Martin Guzzlewit – what the Dickens is that?

Oliver Twiss, Barnaby Budge, Nickelas Nickelbery, Martin Guzzlewit...no, these are not spelling mistakes but the actual titles of books published in the mid-nineteenth century.

In carrying out research for a new book about publisher and early press baron Edward Lloyd, Professor Rohan McWilliam of Anglia Ruskin University (ARU) has found that many people’s first encounter with Charles Dickens wasn’t through the great novelist’s own work, but through one of the many cheap copies published by Lloyd in the 1840s.

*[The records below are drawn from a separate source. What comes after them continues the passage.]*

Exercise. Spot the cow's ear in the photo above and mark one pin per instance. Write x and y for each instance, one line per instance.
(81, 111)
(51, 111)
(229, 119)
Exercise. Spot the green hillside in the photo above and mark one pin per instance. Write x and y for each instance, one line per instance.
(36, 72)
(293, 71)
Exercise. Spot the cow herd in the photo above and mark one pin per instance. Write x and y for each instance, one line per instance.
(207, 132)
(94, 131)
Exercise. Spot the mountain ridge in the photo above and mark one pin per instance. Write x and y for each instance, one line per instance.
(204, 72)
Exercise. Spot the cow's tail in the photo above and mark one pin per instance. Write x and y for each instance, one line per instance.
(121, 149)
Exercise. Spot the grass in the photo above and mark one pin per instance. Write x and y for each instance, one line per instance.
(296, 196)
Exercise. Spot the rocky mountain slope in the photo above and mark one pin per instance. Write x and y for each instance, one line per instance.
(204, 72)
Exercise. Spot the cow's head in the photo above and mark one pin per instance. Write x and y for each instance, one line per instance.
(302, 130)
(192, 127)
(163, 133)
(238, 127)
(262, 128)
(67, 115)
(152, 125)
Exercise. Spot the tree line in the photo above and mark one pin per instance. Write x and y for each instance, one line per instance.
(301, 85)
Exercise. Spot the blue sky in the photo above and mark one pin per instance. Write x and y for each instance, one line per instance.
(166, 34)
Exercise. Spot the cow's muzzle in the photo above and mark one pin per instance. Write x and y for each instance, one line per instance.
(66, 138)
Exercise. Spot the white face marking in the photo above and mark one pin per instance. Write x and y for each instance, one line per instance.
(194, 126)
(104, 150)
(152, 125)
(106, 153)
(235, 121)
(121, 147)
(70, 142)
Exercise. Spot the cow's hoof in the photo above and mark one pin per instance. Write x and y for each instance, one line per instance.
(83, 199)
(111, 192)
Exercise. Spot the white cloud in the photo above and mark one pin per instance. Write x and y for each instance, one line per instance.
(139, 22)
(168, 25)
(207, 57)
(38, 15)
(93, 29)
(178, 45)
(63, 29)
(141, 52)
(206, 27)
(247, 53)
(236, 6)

Even while The Pickwick Papers and Oliver Twist were still being serialised by other publishers, Lloyd’s own writers were churning out plagiarisms which used Dickens’ own characters and plots.  And although they were produced quickly to “cash in” on Dickens’ soaring popularity, they were not flimsy works; Oliver Twiss is longer than Dickens’ original.

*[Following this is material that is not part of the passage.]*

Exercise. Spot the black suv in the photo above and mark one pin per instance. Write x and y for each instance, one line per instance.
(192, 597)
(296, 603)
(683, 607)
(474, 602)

Professor McWilliam, who specialises in the history of Victorian Britain, said: “These cheap imitations were simply written to cash in on Dickens’ fame.  Dickens was outraged that other authors and publishers were making money from his creations, but he was unable to get a judge to ban them.

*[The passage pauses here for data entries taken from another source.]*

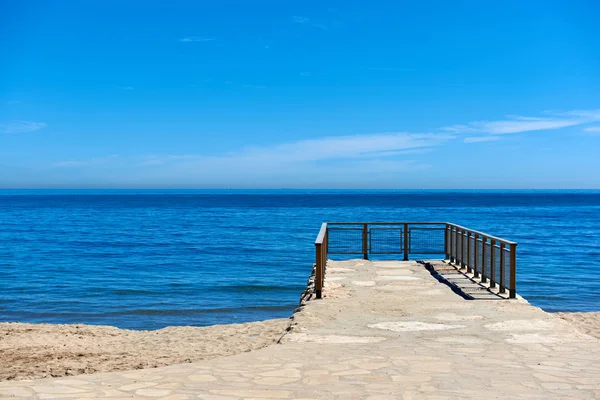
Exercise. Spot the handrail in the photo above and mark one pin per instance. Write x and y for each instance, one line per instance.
(476, 251)
(320, 259)
(389, 223)
(321, 235)
(481, 234)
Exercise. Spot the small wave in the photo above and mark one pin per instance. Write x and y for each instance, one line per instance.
(260, 288)
(188, 312)
(132, 292)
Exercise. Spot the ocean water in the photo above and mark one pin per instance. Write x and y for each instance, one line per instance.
(149, 259)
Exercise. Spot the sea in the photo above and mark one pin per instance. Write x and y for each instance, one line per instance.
(147, 259)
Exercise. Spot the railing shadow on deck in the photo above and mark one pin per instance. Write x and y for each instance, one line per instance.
(490, 259)
(460, 282)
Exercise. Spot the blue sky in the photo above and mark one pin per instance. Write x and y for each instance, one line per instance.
(281, 94)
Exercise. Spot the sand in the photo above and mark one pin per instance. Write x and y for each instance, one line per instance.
(587, 322)
(31, 351)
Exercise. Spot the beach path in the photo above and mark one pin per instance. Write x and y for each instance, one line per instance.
(384, 330)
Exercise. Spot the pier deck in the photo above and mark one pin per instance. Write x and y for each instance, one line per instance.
(383, 330)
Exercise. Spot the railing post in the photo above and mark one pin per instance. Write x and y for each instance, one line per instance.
(406, 242)
(492, 264)
(502, 269)
(366, 241)
(452, 244)
(468, 251)
(476, 267)
(460, 261)
(512, 290)
(483, 276)
(319, 270)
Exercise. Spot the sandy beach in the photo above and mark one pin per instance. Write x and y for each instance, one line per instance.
(31, 351)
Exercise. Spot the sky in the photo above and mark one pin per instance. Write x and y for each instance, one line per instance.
(300, 94)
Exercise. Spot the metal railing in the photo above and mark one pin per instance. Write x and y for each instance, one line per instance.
(488, 257)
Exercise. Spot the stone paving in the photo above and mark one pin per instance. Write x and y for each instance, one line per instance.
(385, 330)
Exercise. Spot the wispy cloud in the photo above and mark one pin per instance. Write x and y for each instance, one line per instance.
(98, 161)
(478, 139)
(304, 20)
(191, 39)
(376, 146)
(518, 124)
(592, 129)
(21, 126)
(391, 69)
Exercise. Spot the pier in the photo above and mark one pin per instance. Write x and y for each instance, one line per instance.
(440, 328)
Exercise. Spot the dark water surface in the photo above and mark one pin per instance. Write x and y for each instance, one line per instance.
(149, 259)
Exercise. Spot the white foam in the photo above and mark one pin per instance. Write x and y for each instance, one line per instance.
(413, 326)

“What’s particularly interesting is that many Victorian readers may have first encountered Dickens not through his own work, but through one of these imitations.  There were many titles produced, which indicate that they were incredibly popular.  And in some ways the plagiarisms could be seen as the original form of fan fiction, as they took familiar characters and did different things with them.”

From his publishing house just off Fleet Street, Lloyd was one of the key figures in shaping popular culture of that time.  Lloyd helped create the first mass readership for popular fiction by issuing “penny dreadfuls” aimed at the working class.  Sweeney Todd was introduced for the first time in a Lloyd-published novel.  So was the character of Varney the Vampire, who almost certainly influenced Bram Stoker’s Dracula.

Professor McWilliam continued: “When we think of the 1840s, we think of the publication of major novels such as Jane Eyre and Vanity Fair.  The reality is that many readers were as likely to be consuming shockers issued by Lloyd such as Ada the Betrayed.  The publisher told his illustrators, tasked with knocking out lurid pictures to accompany his publications: ‘There must be blood...much more blood!’”

Lloyd was also the original press baron.  Lloyd's Weekly Newspaper was a Sunday paper aimed at the working class, and went on to become the first newspaper to sell a million copies.  It used a formula of employing lurid true crime and sensation to sell copies, making it a predecessor of the “red top” tabloids.

And he innovated in new technology. Lloyd was responsible for introducing the Hoe rotary press to Britain, which made it easier and cheaper to print large numbers of newspapers.

“Lloyd really should be much better known as he was a key figure in the emergence of newspapers and popular culture in Britain, but his reputation failed to live on following his death in 1890,” added Professor McWilliam. “Although his publications have little literary merit, hopefully our book shows that Lloyd’s overall achievements deserve much greater recognition.”

Edward Lloyd and His World: Popular Fiction, Politics and the Press in Victorian Britain, co-edited by Sarah Louise Lill and Rohan McWilliam, is published by Routledge.